Providing support to children is one of the most important responsibilities of parenthood. This means providing assistance and help, both material and emotional, for everything associated with children's lives. As a result, it includes far more than a child's financial needs. It can mean everything from being there for them as they do homework to listening to their problems and encouraging their engagement with anything that is likely to make their lives better both as children and later as adults.
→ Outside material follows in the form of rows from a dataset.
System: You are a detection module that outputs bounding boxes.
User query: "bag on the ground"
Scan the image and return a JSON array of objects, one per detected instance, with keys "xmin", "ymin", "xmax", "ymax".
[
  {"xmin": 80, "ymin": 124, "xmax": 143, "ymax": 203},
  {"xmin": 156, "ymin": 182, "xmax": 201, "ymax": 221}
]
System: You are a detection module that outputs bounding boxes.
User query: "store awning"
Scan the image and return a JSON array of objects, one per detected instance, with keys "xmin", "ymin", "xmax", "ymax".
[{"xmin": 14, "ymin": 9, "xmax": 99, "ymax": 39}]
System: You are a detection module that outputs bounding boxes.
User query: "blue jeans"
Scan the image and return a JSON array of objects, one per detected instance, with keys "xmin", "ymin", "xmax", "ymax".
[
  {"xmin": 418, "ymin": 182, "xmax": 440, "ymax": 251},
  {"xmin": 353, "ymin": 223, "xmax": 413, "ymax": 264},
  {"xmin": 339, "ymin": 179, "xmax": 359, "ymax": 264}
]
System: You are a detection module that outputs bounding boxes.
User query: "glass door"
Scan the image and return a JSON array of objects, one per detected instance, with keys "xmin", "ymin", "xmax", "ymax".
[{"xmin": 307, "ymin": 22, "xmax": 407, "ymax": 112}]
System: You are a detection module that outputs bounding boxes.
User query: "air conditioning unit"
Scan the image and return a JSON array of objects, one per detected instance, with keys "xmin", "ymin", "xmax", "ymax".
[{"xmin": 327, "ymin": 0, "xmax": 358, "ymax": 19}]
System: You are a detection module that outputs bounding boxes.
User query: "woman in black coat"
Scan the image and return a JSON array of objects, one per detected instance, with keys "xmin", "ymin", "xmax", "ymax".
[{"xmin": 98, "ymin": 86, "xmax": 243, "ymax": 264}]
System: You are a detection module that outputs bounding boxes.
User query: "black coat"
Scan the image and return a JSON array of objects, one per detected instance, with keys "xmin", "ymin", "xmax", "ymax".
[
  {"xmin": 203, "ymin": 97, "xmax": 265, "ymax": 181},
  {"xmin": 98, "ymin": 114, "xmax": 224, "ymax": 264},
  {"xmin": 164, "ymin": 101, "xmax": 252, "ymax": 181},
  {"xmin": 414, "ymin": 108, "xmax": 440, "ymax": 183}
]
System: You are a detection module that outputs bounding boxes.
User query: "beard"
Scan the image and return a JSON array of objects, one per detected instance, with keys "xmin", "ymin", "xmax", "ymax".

Unfortunately, kids of divorced parents often do not get their financial support needs met. This also has its own emotional elements because children sometimes conclude that they aren't worth much to the parent who will not or cannot meet a financial obligation.

Researchers have found that parents who do provide financial support are demonstrating concern for their children's well-being over large areas of their lives, including the nonfinancial.

Sometimes a failure to pay is deliberate. A parent may refuse out of spite to pay child support or because he or she feels the obligation is unfair. And some parents go out of their way to legally end their support arrangements as soon as their children turn age 18.

Sometimes, though, a parent has financial trouble from losing a job or from having unanticipated expenses such as medical bills. However, this might not matter to a younger child, who is less likely to understand the situation and the reasons why support isn't being paid.

Aside from the strain put on parent-child relationships, failure to make support payments has serious legal consequences. To avoid suffering these ugly results, anyone who has problems making child support payments may have the option of reducing the payments if his or her income or financial circumstances have changed substantially.